I'll investigate the pipe. Your guess is correct regarding the solun. What are your thoughts on marrying 2 metre timber to the old joists? I just want to be sure what I am going to do is safe.

Thanks for reading
 
Before slicing (marrying) any timbers onto the existing joists, it's essential to have the moisture problem resolved first.
You say the area affected is internal which would suggest a leak of some sort, I'm afraid installing air bricks would be of little use. So let's see first if that drain is a problem. Are there any water pipes in the vicinity? now that the affected area is exposed is there any unusual smell associated with the damp?? are the rotted joist ends, apart from damp, discoloured in any way??? ...pinenot :unsure:
 
Pinenot

The joists do not seem discoloured, there isn't an unusual smell and there aren't any pipes really close by. The water pipe is about 6ft away and I have that exposed and have not noticed any leaks. Could the fact that the joist ends were covered in soil and rubble encouraged the rot, the wood at the end of the joists just fell away, very mushy. The clay pipe is as dry as the proverbial, it seems to run through the cellar wall under the cellar stairs towards the other reception room, could this pipe be some sort of attempt at air circulation between the two reception rooms?

I appreciate your advice and interest in my problem, thanks.

Once the damp problem has been sorted, is my idea about splicing a good one? It's just that my wife is doing my head in, the room is a mess and with two little kids is a nightmare.
 
Maybe the clay pipe was for ventilation between one under-floor void and another?
 
1. Can you indicate which floors in your house are suspended and which solid?

2. Can you gain access to other sub-area's? You really should crawl the whole accessible sub-area and probe for rot and soil contact.
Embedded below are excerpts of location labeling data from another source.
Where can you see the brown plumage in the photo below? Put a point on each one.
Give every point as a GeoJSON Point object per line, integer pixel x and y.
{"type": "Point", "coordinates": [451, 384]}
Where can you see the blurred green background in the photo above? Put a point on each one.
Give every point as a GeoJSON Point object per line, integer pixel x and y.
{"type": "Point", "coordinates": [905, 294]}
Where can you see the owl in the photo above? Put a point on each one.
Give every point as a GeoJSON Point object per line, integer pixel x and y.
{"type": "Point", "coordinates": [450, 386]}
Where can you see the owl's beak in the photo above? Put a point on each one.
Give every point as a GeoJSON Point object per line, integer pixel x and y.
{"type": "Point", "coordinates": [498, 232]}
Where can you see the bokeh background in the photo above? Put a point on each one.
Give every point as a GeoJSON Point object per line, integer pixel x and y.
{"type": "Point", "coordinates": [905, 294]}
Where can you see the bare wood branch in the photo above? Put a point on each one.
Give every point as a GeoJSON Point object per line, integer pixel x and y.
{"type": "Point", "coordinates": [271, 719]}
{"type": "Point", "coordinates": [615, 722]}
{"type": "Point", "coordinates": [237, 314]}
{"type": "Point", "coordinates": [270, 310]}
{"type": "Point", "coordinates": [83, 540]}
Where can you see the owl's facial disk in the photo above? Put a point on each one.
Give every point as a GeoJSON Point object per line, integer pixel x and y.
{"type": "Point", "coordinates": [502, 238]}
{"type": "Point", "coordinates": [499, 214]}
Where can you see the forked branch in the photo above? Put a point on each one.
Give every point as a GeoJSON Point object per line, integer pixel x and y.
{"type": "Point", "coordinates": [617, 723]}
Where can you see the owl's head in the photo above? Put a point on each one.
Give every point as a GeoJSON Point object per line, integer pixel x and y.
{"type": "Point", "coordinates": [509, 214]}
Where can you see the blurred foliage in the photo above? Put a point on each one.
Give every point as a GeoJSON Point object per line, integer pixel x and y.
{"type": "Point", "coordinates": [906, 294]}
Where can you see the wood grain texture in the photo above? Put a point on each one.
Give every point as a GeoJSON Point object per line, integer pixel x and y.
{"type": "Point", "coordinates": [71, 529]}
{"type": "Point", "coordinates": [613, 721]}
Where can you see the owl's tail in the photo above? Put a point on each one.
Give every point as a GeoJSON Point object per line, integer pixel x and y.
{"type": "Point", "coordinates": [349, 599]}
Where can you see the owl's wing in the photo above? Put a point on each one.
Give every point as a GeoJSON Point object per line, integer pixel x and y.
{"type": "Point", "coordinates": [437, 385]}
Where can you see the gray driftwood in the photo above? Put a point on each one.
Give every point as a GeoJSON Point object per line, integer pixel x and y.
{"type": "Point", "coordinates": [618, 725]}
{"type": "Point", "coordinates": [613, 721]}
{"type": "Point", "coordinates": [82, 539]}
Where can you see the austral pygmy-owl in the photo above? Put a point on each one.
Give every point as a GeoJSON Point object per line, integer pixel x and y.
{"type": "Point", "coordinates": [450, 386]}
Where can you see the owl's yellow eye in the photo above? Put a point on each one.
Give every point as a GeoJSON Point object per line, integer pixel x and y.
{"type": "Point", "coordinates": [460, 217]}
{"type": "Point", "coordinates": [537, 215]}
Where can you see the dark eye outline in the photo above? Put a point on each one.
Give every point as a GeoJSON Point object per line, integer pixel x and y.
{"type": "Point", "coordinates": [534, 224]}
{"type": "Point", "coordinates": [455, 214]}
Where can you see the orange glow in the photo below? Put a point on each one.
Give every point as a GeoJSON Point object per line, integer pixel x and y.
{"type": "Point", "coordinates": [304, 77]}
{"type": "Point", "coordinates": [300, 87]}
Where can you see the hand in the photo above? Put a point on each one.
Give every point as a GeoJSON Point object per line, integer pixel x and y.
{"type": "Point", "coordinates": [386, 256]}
3.Be extremely cautious in working under the kitchen door threshold, if you disturb it or the frame then you will have a whole other issue on your hands.

4. There appears to be a wooden plate under the joist tails, most probably its rotted too, and will have to be totally removed. Any plates in any other area of the house will have to be carefully examined.

5. The solution to the joist tails is to cut them back beyond any sign of discolouration, and then bolt-on new lengths approx 1m longer than the offcuts.

6. Treat the ends and cap them with DPC material. Then wedge them up to the underfloor.

7. What ventilation do you have in the area in question, and at the exterior walls?

8. Do not attempt any wall re-building or "splicing".

9. This might be a job too far for a DIY'er, but if you are handy with power tools in confined spaces then have a go. Come back here if you want walking thro it.
 
This thread would do better in the building forum - the mods will transfer you if you ask.